Transoral Endoscopic Coblation Tongue Base Surgery in Obstructive Sleep Apnea: Resection versus Ablation.

ORL J Otorhinolaryngol Relat Spec 2020;82(4):201-208. Epub 2020 May 6.

Department of Head-Neck Surgery, Otolaryngology, Head-Neck and Oral Surgery Unit, Morgagni Pierantoni Hospital, Azienda USL della Romagna, Forlì, Italy.

Background: A new transoral tongue base surgical procedure for the treatment of snoring and obstructive sleep apnea (OSA) is described. It is named "Robo-Cob" technique because it is similar to transoral robotic surgery (TORS) but it is performed by means of coblation technology in order to resect the tongue base in countries where TORS is not an available option for such benign conditions.

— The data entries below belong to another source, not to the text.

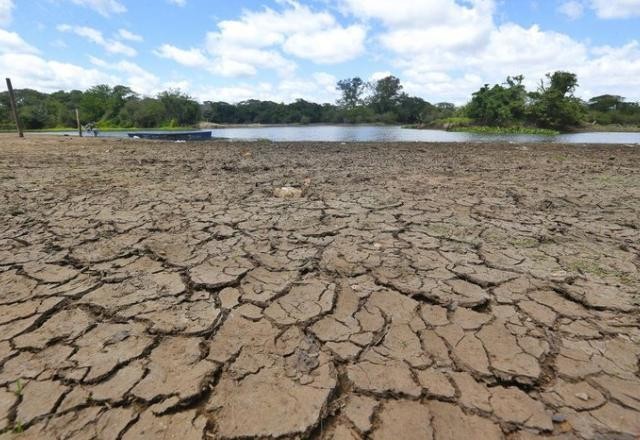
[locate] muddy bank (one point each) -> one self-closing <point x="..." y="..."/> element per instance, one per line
<point x="440" y="291"/>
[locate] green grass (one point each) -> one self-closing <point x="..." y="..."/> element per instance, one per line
<point x="506" y="130"/>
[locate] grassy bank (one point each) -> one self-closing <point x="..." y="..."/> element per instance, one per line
<point x="506" y="130"/>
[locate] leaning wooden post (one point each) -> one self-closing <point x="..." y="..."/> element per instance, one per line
<point x="14" y="107"/>
<point x="78" y="121"/>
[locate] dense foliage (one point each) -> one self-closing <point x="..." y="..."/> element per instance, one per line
<point x="106" y="106"/>
<point x="508" y="106"/>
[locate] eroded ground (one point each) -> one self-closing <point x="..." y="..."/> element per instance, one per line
<point x="152" y="290"/>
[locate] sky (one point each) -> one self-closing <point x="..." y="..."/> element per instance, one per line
<point x="282" y="50"/>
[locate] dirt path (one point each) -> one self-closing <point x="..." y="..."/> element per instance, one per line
<point x="160" y="290"/>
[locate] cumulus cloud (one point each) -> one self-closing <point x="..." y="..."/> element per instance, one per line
<point x="11" y="42"/>
<point x="96" y="37"/>
<point x="36" y="72"/>
<point x="572" y="9"/>
<point x="129" y="36"/>
<point x="186" y="57"/>
<point x="320" y="87"/>
<point x="611" y="9"/>
<point x="6" y="8"/>
<point x="103" y="7"/>
<point x="260" y="40"/>
<point x="446" y="49"/>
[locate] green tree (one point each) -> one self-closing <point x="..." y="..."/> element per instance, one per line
<point x="500" y="105"/>
<point x="351" y="90"/>
<point x="386" y="93"/>
<point x="553" y="105"/>
<point x="180" y="108"/>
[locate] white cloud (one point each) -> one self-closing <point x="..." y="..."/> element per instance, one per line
<point x="96" y="37"/>
<point x="320" y="47"/>
<point x="132" y="75"/>
<point x="572" y="9"/>
<point x="11" y="42"/>
<point x="103" y="7"/>
<point x="186" y="57"/>
<point x="129" y="36"/>
<point x="319" y="88"/>
<point x="446" y="49"/>
<point x="258" y="41"/>
<point x="6" y="7"/>
<point x="609" y="9"/>
<point x="33" y="71"/>
<point x="377" y="76"/>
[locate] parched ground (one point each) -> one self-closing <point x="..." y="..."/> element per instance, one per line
<point x="427" y="291"/>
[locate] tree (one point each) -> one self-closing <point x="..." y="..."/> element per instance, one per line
<point x="386" y="93"/>
<point x="409" y="109"/>
<point x="180" y="109"/>
<point x="500" y="105"/>
<point x="351" y="90"/>
<point x="553" y="104"/>
<point x="605" y="103"/>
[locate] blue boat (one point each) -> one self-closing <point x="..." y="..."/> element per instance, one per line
<point x="172" y="135"/>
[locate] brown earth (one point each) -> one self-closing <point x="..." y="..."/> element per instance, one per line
<point x="396" y="291"/>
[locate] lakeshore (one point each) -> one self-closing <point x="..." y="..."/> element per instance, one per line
<point x="455" y="290"/>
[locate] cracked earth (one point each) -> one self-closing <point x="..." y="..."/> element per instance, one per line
<point x="385" y="291"/>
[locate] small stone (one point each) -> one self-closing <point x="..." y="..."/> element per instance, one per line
<point x="287" y="192"/>
<point x="558" y="418"/>
<point x="359" y="410"/>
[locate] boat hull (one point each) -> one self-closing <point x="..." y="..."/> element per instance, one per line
<point x="173" y="136"/>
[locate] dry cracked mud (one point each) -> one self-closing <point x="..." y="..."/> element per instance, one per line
<point x="392" y="291"/>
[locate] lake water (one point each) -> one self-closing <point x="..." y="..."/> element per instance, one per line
<point x="374" y="133"/>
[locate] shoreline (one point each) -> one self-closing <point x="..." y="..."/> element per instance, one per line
<point x="313" y="275"/>
<point x="213" y="126"/>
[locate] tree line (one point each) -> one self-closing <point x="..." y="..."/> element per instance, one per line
<point x="552" y="105"/>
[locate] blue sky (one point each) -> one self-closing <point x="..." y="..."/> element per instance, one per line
<point x="442" y="50"/>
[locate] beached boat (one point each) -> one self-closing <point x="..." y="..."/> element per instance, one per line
<point x="172" y="135"/>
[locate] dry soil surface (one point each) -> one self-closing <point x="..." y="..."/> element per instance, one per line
<point x="397" y="291"/>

Methods: In this prospective, randomized, controlled trial, the new Robo-Cob technique was carried out in 25 adult OSA patients with confirmed tongue base hypertrophy at preoperative drug-induced sedation endoscopy. The results of this procedure were compared with the coblation endoscopic lingual lightening (CELL) technique used to ablate (or minimally resect) the central part of the tongue base, in another 25 adult OSA patients with similar characteristics (age, sex, preoperative body mass index and Apnea-Hypopnea Index, AHI). The base of tongue surgery was part of multilevel surgery including also septoturbinoplasty and barbed reposition pharyngoplasty (with/without tonsillectomy).

Results: In this study, the Robo-Cob technique is proved to be feasible and effective in all cases either alone or when combined with other procedures in multilevel surgical settings. No/minimal intraoperative or postoperative complications were observed. Postoperative pain as measured by visual analog scale ranged from 3 to 7. No tracheostomy was done in any patient. Objective clinical improvement was confirmed by a level 3 polygraphy performed 6 months after surgery. There was significant difference in operative time at the level of the tongue base between Robo-Cob and CELL techniques, with shorter times observed within the Robo-Cob group. Moreover, the Robo-Cob technique provided tongue base tissue specimens that allowed measurement of the volume that ranged from 5 to 17 cm3 (mean 11.64 ± 3.49 cm3). It was found that resection of at least 10 cm3 of tongue base tissue was associated with better outcomes in terms of postoperative AHI reduction.

Conclusion: In this study, the added values of using coblation for resection and not ablation appear to be the short surgical time, the low postoperative tissue edema, and the possibility of providing tissue specimens to measure resected volumes.